Repeat the process for the quadratic and cubic data. For the quadratic data you are assuming that \begin{equation*} c_0 + c_1 x_j + c_2 x_j^2 \approx y_j, \end{equation*} and for the cubic data you are assuming that \begin{equation*} c_0 + c_1 x_j + c_2 x_j^2 + c_3 y_j^3 \approx y_j. \end{equation*}
In the same Excel document you will find a set of data representing a nonlinear function. Use Excel to find the best fit curve by making a guess about the form of the function. Since this is a nonlinear relationship our method of using the normal equations will not work.
The method of using the normal equations to solve a least squares regression problem also works for multiple regression. In this example go to the second tab of the Excel document to find the Hollywood Box Office Receipts (measured in millions).
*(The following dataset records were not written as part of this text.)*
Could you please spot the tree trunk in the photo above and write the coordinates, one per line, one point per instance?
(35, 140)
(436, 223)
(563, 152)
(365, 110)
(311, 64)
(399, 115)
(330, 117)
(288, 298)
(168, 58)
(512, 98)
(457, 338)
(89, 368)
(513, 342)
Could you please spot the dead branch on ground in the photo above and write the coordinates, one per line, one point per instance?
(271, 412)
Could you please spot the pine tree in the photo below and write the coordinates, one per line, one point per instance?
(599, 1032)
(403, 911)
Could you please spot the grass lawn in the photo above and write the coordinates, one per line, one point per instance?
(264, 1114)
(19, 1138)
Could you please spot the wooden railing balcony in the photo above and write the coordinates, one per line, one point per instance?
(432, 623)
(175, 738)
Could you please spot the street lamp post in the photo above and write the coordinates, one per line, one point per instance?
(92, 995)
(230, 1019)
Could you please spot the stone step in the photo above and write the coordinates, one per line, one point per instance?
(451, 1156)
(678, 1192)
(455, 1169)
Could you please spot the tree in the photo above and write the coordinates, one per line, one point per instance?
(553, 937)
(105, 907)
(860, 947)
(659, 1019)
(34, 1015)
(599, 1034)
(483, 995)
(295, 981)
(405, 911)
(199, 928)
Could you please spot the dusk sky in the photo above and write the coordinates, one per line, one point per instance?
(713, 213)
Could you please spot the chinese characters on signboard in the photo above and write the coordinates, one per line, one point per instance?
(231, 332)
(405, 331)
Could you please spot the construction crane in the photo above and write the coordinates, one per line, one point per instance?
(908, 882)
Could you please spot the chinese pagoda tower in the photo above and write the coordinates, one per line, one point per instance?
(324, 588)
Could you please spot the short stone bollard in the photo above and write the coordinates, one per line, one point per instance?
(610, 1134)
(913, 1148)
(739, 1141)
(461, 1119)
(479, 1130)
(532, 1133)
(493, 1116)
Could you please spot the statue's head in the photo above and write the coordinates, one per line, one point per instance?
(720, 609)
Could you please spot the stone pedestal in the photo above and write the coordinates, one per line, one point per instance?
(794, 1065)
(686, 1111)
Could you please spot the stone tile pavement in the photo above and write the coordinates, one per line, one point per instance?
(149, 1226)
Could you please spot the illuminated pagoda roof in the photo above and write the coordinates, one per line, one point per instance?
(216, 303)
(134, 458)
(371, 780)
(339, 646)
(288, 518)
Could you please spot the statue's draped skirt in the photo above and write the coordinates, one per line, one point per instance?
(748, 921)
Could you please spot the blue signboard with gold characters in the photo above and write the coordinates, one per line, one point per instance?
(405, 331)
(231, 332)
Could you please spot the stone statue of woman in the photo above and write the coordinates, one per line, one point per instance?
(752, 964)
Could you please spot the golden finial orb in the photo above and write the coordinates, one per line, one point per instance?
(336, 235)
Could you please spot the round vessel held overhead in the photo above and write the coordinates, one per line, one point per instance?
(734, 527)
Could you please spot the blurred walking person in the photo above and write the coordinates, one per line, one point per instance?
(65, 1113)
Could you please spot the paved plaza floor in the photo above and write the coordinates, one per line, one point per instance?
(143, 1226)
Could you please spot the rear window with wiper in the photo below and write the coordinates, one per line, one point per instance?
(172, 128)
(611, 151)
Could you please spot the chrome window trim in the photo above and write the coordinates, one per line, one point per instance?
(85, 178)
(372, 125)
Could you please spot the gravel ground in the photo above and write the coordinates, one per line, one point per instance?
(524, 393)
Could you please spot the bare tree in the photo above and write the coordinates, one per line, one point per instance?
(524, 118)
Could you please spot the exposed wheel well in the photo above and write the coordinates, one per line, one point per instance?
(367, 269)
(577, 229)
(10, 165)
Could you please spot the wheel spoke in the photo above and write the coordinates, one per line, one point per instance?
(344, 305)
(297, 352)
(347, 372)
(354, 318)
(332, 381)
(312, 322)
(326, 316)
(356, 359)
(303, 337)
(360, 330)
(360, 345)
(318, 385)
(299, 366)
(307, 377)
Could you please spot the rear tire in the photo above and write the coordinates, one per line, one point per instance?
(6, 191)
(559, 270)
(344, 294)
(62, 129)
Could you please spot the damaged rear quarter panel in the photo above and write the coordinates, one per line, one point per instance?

We are seeking a model of the form \begin{equation*} X_1 \approx \beta_1 + \beta_2 X_2 + \beta_3 X_3. \end{equation*}
That is, we seek to predict first year box office receipts (\(X_1\)) from production cost data (\(X_2\)) and promotional cost data (\(X_3\)).
Read the data into MATLAB
Find the matrix \(A\) to form the overdetermined system of equations \begin{equation*} A \begin{pmatrix}\beta_1 \\ \beta_2 \\ \beta_3 \end{pmatrix} = \bx_1 \end{equation*}
Form the normal equations and solve for \(\beta_1, \beta_2,\) and \(\beta_3\).
Star Wars: The Force Awakens had a production cost of $32M and a promotional cost of only $17M. What does our model predict about the first year box office receipts?
Let's go back to the World Health Organization, but this time you're looking for a data set where you can use multiple regression (linear or polynomial). Give a full description of the data set, discuss why regression is a sensible thing to do, find a regression model, and make a prediction using your regression model.
Find Chapter 7 exercise #17 on page 179 of the textbook. You can find the “mnist_all.mat” file linked from the Moodle page. Follow all of the instructions for part (a). The result of part (a) should be the same picture that you see in the book. In part (b) we are going to do something a bit different than what the textbook author intended. There are 10,000 test numbers that are not in the training set and I want to try two different ways of determining which digit is in the test image. The textbook authors give the method of finding the minimum norm distance from the training images and the test image. They are suggesting that the mean training image that is closest in \(\mathbb{R}^{784}\) is likely the correct numeral. That is to say that the textbook author wants you to minimize the expression \begin{equation*} \| d - T(i,:) \| \end{equation*} over \(i \in \{1,2,\ldots,10\}.\)
I suggest one other test: project the test image vector \(d\) onto the mean training images T(i,:), find the error in the projection, and minimize the size of this error. Recall that the projection of \(d\) onto \(T(i,:)\) is: \begin{equation*} \frac{d \cdot T(i,:)}{T(i,:) \cdot T(i,:)} \end{equation*} and the error in the projection is \begin{equation*} d - \left( \frac{d \cdot T(i,:)}{T(i,:) \cdot T(i,:)} \right) T(i,:). \end{equation*} I'm suggesting that the mean training image that gives the smallest projection error, \begin{equation*} \left\|d - \left( \frac{d \cdot T(i,:)}{T(i,:) \cdot T(i,:)} \right) T(i,:)\right\|, \end{equation*} will likely be the correct numeral.
Write MATLAB code that tests all 10,000 test images and gathers statistics on how often each method correctly identifies the test image. Report your answers by stating the proportion of correct identifications for each of the 10 numerals.